One of the most daunting tasks for some leaders is to fire ‘good’ people. I’m really talking about leaders here, not managers. This is because a leader wants to bring out the best in people.

 

When an employee is a passionate, hardworker but you have to let him or her go, you do it with mixed feelings. You see, it’s easy to let the ‘bad’ people go – those who have bad attitudes towards work and towards other people, because these types of people are destructive to team morale and therefore, in the long run, to business results. But the ‘good’ people, they contribute in a positive way to team spirit and they try so hard, you want to see them grow.

 

However, you must be realistic. If there is another (open) position more suitable for the person, then you can strike a happy balance.

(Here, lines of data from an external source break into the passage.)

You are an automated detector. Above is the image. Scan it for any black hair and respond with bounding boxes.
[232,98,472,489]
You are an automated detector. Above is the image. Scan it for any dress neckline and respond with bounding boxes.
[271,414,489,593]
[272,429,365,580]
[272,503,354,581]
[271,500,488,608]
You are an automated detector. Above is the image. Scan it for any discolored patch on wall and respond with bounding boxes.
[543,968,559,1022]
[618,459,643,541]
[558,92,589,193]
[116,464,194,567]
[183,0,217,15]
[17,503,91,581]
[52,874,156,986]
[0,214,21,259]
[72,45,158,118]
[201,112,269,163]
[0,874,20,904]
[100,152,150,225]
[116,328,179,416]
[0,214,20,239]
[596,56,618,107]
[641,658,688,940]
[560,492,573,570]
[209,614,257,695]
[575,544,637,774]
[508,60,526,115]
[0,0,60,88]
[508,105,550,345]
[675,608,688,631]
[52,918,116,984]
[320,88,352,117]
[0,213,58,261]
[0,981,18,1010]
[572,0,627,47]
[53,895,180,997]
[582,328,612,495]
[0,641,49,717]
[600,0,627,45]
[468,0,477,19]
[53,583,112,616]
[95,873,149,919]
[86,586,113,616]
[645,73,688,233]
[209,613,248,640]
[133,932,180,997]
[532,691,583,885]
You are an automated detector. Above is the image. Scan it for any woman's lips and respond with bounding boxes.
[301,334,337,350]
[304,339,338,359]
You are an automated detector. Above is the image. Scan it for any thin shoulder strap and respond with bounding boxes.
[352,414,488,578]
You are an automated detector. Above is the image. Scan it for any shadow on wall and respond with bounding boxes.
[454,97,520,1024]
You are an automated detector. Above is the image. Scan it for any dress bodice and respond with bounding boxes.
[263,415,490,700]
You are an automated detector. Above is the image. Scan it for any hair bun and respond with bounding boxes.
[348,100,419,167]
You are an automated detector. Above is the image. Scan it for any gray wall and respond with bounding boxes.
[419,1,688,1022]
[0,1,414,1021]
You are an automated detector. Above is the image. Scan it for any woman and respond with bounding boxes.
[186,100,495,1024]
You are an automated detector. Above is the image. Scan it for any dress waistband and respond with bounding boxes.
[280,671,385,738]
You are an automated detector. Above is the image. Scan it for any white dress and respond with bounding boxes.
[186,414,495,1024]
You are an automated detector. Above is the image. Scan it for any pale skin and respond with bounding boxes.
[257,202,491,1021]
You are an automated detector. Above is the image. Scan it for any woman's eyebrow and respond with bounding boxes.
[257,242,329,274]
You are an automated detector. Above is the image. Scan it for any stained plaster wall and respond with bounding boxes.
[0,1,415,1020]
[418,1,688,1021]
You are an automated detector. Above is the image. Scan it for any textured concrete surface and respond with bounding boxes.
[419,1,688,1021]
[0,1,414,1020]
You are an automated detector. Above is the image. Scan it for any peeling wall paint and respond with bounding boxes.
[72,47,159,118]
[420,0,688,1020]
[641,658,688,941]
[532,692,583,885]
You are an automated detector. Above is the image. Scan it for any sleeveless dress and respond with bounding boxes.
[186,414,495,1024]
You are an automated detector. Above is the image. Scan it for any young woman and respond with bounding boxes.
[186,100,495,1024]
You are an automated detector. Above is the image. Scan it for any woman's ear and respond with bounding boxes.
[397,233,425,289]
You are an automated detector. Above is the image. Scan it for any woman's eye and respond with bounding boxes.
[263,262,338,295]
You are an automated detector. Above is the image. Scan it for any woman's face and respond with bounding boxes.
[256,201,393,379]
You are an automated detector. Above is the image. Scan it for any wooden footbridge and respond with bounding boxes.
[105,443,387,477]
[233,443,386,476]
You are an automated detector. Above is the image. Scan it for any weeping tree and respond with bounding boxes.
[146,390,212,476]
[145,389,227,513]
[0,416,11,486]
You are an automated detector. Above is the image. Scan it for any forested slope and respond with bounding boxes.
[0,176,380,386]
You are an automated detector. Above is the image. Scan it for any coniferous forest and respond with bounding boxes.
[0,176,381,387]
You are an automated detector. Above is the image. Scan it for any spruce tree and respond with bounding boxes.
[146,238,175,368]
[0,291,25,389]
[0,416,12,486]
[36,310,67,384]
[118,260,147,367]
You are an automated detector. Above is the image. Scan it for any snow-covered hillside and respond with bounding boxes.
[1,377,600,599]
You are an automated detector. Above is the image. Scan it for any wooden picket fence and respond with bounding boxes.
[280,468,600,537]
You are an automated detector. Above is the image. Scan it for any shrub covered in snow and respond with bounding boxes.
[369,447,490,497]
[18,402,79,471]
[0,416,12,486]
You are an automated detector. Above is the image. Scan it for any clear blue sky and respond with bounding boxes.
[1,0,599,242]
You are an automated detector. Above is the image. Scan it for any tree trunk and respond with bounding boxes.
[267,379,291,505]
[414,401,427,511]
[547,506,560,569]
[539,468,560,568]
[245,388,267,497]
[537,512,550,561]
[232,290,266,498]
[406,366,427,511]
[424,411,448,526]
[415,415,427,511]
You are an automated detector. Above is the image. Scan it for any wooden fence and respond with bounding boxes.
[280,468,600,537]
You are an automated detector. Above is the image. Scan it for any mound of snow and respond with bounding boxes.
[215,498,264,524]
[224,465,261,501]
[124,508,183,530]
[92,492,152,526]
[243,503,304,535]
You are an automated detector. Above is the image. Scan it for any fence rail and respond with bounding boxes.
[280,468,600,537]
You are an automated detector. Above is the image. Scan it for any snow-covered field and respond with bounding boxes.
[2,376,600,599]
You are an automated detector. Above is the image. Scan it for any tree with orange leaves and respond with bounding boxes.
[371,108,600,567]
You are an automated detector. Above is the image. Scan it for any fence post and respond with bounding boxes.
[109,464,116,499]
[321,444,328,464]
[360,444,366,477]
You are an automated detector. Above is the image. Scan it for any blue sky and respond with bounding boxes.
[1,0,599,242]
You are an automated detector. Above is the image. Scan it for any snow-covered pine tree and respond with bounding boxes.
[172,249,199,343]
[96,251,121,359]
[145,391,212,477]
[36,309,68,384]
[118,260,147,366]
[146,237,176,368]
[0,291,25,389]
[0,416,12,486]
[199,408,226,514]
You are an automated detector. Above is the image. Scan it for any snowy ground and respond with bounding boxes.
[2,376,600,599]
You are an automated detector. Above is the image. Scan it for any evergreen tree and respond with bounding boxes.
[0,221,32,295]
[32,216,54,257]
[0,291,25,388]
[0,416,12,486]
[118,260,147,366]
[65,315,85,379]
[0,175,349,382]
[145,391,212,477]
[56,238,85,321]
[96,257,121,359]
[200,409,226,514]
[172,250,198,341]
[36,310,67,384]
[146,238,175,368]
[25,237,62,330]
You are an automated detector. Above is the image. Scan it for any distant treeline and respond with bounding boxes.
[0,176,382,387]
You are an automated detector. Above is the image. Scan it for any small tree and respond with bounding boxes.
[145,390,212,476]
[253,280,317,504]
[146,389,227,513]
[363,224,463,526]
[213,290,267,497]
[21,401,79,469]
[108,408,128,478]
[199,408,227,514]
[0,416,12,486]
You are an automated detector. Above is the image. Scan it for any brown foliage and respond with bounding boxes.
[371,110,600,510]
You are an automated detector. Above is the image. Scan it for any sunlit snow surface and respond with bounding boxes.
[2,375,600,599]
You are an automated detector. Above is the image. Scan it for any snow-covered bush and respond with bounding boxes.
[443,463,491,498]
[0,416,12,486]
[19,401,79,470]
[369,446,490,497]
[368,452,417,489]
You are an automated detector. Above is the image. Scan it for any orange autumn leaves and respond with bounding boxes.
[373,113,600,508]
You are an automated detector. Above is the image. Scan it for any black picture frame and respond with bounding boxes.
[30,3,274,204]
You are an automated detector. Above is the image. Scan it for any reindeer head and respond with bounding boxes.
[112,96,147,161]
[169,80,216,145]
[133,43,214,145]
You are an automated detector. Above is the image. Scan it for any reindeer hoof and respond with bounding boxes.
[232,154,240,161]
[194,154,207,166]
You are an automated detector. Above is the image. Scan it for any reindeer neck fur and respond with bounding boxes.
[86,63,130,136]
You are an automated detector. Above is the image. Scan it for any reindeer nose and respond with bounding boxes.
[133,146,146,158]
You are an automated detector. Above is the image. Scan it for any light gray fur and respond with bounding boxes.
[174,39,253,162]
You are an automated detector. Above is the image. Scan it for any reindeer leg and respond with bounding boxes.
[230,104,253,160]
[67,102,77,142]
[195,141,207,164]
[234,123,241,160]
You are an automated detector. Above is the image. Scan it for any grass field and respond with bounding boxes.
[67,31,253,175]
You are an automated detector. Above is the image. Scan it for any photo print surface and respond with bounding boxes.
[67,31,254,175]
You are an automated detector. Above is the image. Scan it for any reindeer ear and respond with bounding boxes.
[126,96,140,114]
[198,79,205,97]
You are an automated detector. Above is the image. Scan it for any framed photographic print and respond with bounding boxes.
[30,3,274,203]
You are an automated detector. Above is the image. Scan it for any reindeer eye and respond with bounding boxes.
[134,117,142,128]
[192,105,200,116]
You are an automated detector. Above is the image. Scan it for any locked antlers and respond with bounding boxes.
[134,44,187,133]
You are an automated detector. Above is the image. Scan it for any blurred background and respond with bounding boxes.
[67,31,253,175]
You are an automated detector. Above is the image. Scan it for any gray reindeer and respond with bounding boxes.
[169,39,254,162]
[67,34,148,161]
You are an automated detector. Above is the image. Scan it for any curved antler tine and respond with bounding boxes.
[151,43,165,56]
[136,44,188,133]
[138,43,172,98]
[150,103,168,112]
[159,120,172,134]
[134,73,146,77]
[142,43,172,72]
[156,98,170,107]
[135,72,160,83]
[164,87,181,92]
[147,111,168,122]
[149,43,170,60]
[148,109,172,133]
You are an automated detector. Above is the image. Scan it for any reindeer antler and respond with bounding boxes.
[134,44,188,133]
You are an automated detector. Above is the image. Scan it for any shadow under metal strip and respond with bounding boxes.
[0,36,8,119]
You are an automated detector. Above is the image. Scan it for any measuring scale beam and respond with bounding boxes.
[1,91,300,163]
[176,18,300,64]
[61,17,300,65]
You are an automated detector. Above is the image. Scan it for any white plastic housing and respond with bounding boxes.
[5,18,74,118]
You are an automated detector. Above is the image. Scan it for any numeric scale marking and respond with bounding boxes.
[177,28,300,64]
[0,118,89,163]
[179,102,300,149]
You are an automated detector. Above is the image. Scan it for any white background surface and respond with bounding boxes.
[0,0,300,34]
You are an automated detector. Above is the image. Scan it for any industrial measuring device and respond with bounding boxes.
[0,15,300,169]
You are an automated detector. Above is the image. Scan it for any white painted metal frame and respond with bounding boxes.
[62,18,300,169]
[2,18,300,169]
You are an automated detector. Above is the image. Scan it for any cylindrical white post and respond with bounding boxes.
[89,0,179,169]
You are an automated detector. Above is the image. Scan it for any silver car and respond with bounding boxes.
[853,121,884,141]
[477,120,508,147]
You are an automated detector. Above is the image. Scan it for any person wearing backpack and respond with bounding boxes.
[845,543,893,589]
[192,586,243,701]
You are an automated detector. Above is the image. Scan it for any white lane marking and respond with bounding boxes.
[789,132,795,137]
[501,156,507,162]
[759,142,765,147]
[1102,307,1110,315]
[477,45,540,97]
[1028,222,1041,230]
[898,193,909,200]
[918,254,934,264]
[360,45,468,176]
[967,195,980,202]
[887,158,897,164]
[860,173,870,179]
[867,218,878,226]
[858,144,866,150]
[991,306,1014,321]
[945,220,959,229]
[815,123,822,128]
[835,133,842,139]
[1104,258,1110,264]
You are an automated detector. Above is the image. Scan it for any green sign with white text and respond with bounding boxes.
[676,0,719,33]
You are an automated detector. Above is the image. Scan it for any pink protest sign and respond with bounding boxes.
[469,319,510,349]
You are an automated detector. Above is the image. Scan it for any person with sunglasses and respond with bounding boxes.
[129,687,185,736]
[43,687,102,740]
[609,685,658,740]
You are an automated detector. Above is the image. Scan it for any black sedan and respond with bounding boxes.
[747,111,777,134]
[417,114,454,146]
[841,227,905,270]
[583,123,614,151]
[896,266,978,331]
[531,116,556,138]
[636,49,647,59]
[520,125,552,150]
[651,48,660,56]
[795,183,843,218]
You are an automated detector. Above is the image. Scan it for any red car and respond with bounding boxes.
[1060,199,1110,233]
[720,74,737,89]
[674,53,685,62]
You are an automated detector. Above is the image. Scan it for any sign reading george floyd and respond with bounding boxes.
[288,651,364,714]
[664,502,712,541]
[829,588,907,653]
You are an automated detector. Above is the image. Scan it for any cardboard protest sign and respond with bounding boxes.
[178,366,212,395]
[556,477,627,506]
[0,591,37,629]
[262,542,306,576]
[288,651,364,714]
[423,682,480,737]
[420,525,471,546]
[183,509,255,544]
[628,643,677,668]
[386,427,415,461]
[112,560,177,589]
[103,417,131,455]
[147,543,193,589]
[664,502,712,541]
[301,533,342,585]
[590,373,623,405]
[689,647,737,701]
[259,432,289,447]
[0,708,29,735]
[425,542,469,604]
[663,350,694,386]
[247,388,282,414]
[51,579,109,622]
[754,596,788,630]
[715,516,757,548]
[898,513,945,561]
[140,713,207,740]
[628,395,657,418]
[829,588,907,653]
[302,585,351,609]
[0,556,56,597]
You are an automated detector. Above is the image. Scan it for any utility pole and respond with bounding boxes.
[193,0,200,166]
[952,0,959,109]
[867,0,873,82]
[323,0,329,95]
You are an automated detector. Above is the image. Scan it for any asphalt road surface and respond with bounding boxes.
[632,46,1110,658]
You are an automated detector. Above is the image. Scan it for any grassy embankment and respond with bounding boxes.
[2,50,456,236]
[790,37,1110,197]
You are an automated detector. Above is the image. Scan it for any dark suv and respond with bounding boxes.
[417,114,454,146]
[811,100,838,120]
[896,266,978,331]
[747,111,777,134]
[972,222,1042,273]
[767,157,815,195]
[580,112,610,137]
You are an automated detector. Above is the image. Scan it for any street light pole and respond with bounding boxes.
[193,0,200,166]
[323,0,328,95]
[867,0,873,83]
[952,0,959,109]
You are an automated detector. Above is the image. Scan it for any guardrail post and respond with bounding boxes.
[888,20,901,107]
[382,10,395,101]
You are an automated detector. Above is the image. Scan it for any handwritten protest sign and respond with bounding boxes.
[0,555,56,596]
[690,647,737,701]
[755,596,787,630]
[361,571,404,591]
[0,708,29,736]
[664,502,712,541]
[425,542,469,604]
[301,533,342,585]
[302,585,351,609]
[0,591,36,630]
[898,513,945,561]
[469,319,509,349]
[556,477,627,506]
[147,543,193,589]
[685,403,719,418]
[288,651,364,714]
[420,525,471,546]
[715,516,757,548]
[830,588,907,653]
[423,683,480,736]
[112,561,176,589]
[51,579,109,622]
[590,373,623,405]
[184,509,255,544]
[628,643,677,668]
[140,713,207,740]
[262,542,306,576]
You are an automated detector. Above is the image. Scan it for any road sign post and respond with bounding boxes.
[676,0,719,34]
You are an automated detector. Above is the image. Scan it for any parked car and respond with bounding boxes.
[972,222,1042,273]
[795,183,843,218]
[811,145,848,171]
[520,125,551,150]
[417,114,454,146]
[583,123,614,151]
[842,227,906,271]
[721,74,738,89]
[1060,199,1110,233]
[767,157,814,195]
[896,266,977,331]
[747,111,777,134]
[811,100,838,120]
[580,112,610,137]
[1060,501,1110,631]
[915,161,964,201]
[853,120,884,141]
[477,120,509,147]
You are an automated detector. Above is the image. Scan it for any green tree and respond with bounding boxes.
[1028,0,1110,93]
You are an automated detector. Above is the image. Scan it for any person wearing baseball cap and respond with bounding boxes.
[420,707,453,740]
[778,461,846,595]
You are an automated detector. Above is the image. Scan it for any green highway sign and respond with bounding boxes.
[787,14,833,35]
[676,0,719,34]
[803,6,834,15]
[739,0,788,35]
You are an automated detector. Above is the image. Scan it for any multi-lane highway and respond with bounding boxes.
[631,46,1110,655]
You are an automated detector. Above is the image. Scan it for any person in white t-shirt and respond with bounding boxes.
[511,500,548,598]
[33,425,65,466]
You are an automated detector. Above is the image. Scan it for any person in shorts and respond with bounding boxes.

But if not, you can’t keep a person in a chair who is just keeping it warm, when there is someone better qualified to fill that chair and bring the heat to bear positively on the business.

 

3 steps a good leader will take in such a situation:

  1. Spend the necessary time needed to give constructive and helpful feedback to the employee
  2. Try to find the employee a suitable role within the organisation and,
  3. If there are no suitable matches, let the person go but do it ‘with respect,’ whilst doing it firmly

 

‘With respect’ will have slightly different connotations in different cultures; it can mean, not doing it in front of others, so that the person won’t lose face. It can mean not using certain words to describe the employee’s shortcomings (such as ‘nonsensical’ which, in Ghana, for example, is considered by some, akin to a curse word). ‘Letting them go’ does not mean ‘giving them blows.’

 

Respect will be a key word in every language till the end of time. There’s a reason for it. Sometimes letting a person go is not only the best solution for the organisation, but for the person in question. Their destinies, their chances of success and even happiness may lie elsewhere. They just wouldn’t have explored it or known it otherwise. If fired with respect (ironic as that may sound), they will be less likely to be resentful and more likely to be grateful for that help in moving them towards the right direction for their future.